You need to be praying hard for those taking advantage of others with no real meaning in their lives other than neglecting their children, stealing, doing drugs, murdering and birthing out of wedlock.
There we see the conservative moral frame: net worth equals human value. He takes credit for his and his children’s success through “discipline, family unity and setting an example,” while saying the poor “make very little effort to improve their station in life.”
“Even if you only receive $1, that month will count”
Worse, Panman’s caricature of struggling families – “One generation after another living on welfare” … “neglecting their children, stealing, doing drugs, murdering and birthing out of wedlock” – ignores the strict limitations already imposed by TANF:
You can only get TANF for 5 years. This limit applies to all adults and heads of households. The clock on your 5 years started 3/3/97 or if you did not get TANF until after that date, the day you began getting cash assistance. Adults who reach the 5 year limit cannot collect TANF for themselves or their children. If you get any benefits from TANF during a month, even if you only receive $1, that month will count as one month against your 5 year limit. Periods of receipt need not be consecutive to count towards the 5 year limit.
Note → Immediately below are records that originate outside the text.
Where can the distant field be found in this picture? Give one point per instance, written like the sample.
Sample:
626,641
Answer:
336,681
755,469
Every adult recipient is required to sign an Agreement of Mutual Responsibility (AMR) and, if you are not working at least 20 hours a week, you must do an 8 week job search. If you do not find employment of at least 20 hrs/week after completing the job search, you and your worker will determine what work activity is needed to make you employable. During the first 12 months on TANF, the work activity requirement can be met by participating in education/training activities. After 12 months, you can continue education/training but you must combine this with work activities.
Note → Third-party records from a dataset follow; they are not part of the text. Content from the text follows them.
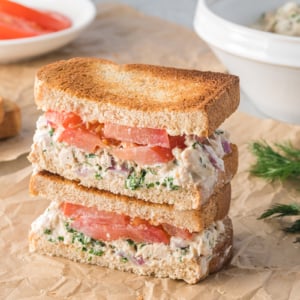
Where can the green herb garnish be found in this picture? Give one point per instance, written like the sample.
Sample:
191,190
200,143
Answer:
284,210
279,162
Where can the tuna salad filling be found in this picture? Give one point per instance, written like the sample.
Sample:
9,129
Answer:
54,226
180,162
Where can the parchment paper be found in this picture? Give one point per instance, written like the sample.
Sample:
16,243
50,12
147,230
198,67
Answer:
266,263
119,33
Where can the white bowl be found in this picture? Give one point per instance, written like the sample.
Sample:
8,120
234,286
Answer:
81,13
268,64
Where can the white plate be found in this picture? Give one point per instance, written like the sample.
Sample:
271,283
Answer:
81,13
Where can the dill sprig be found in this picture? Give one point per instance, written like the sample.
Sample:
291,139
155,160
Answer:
279,162
283,210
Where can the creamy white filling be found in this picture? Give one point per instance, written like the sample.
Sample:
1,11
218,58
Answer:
285,20
51,225
198,164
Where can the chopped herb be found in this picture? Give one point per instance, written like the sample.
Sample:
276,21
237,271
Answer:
150,185
98,176
124,259
152,171
219,132
68,228
169,183
185,250
99,243
51,131
141,245
195,145
98,253
47,231
130,242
For the first 24 months on TANF there is no specific number of hours/week you must do a work activity. After 24 months, you must be involved in a work activity for at least 20 hours/week.
A March 2012 Urban Institute study of 27,000 single parents who had been TANF recipients found that “only one in four experienced a sizable increase in earnings over a three-year follow-up period.” Layoffs and inadequate training and education programs kept many bouncing from one low-wage job to the next. And Tennessee Republicans want to increase these burdens.
That’s not “a carrot and stick approach.” It’s all stick, punishing poor families for the moral failure of … being poor.